PIERPAOLO PICCIOLI LOVE OF FUSHIA
VALENTINO FALL 2022
By Haley Colton
Taking a sidestep from their traditional red, Valentino uses the excitement of Fuschia to brighten the runway this season. This Pantone color "Valentino Pink PP", developed by the creative director Pierpaolo Piccioli, gave a visual shock to the runway by having the color cohesively utilized throughout both the venue and the runway. The collection was revealed at Le Carreau du Temple in Paris and featured pink walls, floors, and seats. The fashion house had the color debut the night before, Teasing fans with swatches found on various buildings across Paris. Zendaya, brand ambassador of Valentino, sat in the front row, donning an embroidered set of pants, blouse, and coat, all in the Fashion House's featured hue. Other guests of note included Maluma, Lewis Hamilton, Kristin Scott Thomas, and more. Piccioli sought to experiment visually by adding texture through shaping, fabric manipulation, and embroidery.

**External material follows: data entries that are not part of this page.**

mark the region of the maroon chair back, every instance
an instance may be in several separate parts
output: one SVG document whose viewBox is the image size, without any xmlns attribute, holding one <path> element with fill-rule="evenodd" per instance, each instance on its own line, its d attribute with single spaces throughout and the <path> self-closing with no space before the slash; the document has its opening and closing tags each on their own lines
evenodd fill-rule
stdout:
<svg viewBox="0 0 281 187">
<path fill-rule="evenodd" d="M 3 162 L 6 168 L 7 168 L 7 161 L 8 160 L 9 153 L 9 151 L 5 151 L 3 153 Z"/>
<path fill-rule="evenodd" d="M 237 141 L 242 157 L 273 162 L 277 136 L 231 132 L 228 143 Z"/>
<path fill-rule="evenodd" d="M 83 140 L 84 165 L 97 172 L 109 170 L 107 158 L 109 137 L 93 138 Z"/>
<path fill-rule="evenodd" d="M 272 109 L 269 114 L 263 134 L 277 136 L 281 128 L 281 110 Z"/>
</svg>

The exquisite show did a great job highlighting the clothes in the matching venue. The models walk out of the initial side door onto an all-pink stairway leading to the runway for everyone to view. Using "Valentino Pink PP" as a neutral base allowed the drapery of the oversized garments and sequined details to amplify the runway. Tying into Picciolo's personal preference for monochromatic tones, the second half of the collection is in all black. Oversized jackets have become a classic for Valentino because of Piccioli, and they definitely made several appearances down this runway. The Fashion House also added modern silhouettes, especially in the necklines.
The dual-gender collection offers a way to show off the color, shapes, and classic Valentino silhouettes in women's and men's wear. The men's wear was very androgenous and included oversized jackets, pants, and sheer tops. Beautiful craftsmanship was shown throughout the details of the runway; one instance, in particular, was an all-pink evening dress covered in matching embroidered flowers. What makes this silhouette so enticing is the sheerness of the dress and the tactile nature of the flowers, all falling into the overall theme of "less is more". Closing the show, Kristen McMenamy, a muse of Piccioli, in an off-the-shoulder chiffon dress that trailed behind her. The show ended with the models coming out in several lines standing side by side for everyone to appreciate, just like in an opera.